Shadow’s stream adapts to available bandwidth. Run a test while playing a lightweight game or moving the mouse rapidly to see if latency spikes.
| Myth | Reality | |------|---------| | “1 Gbps internet is overkill for Shadow” | Bandwidth isn’t the bottleneck—latency and jitter are. A stable 50 Mbps fiber connection often beats an unstable 1 Gbps cable connection. | | “Speed tests are always accurate” | Many ISPs prioritize speed test traffic. Shadow’s test bypasses this by using the actual streaming protocol. | | “Low ping in games means good Shadow performance” | Game ping (ICMP) ≠ Shadow streaming latency. Shadow uses UDP real-time video encoding, which is more sensitive to jitter. |
If your Shadow speed test shows poor results, try these before canceling your subscription:
If your speed test shows great ping but Shadow lags when someone else watches Netflix, you have Bufferbloat. Your router is filling its buffer queue. shadow pc internet speed test
You cannot use the default speedtest.net server set to "Auto." You must force the test to target Shadow’s specific data centers.
Here is the most common failure point: Bufferbloat.
You have 500 Mbps internet, but the moment your roommate joins a Zoom call, your Shadow stream turns into a slideshow. That is bufferbloat—your router is holding onto data packets too long.

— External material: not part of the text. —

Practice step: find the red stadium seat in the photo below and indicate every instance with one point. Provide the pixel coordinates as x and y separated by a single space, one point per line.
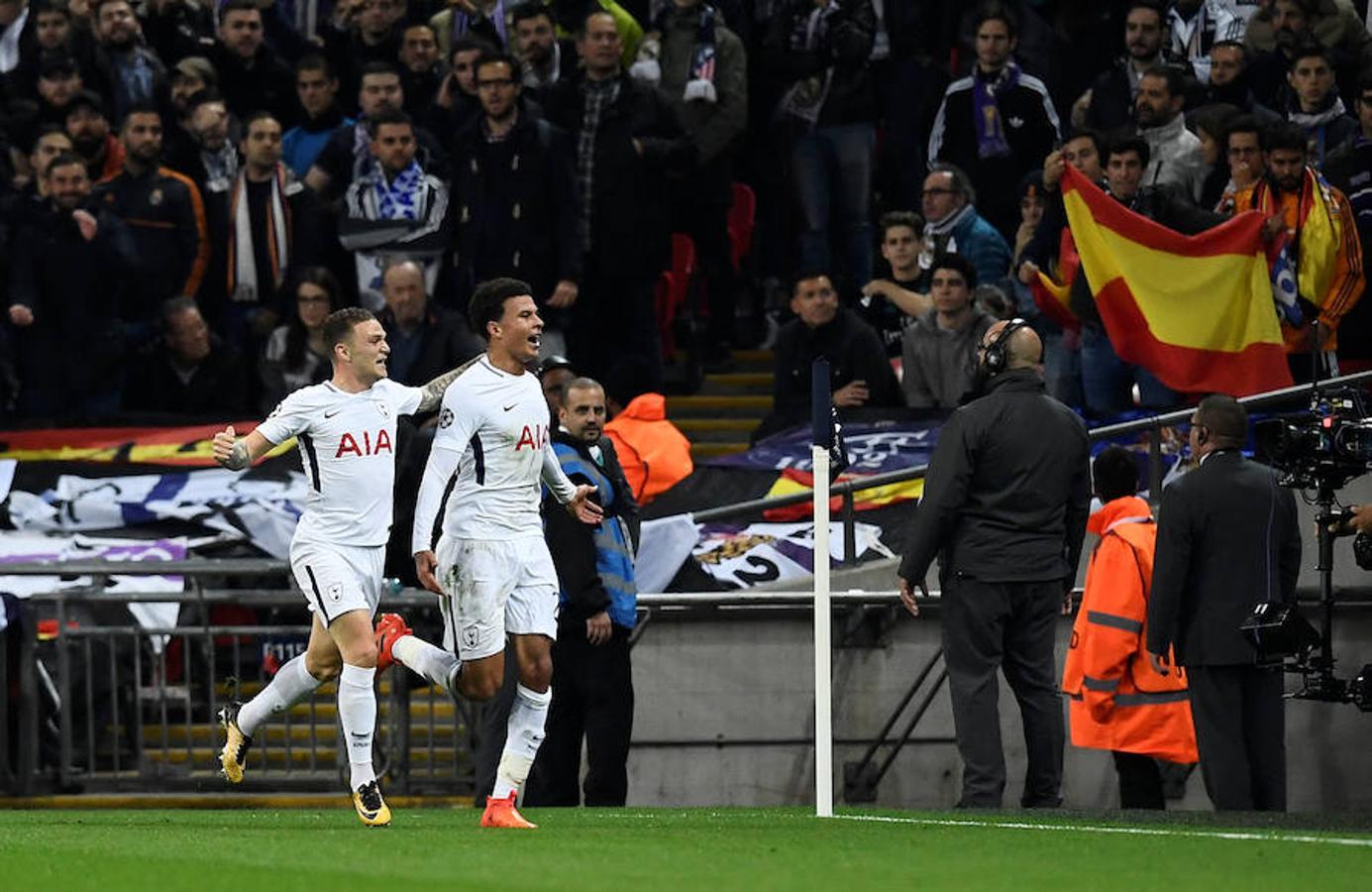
741 218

Shadow’s stream adapts to available bandwidth
The Fix: Run the test at Waveform Bufferbloat Test (free).
Shadow provides a proprietary speed test inside its launcher (Windows/Mac). Do not guess your settings—use this tool.
Step-by-step:
Pro Tip: Run the test three times. Once at 9 AM (off-peak), once at 8 PM (peak hours), and once while someone else is streaming Netflix.
It is common to see speed test results on Shadow that are lower than the bandwidth you pay for at home. Here is why:
The "Two-Hop" Problem
When you run a speed test on Shadow, the data travels like this:
Server (Speedtest.net) -> Shadow Data Center -> Your Home Internet -> Your Shadow Client | Myth | Reality | |------|---------| | “1
Because Shadow streams the video feed to you, a speed test running inside the Shadow PC is actually downloading data and then trying to push it through the stream to your monitor.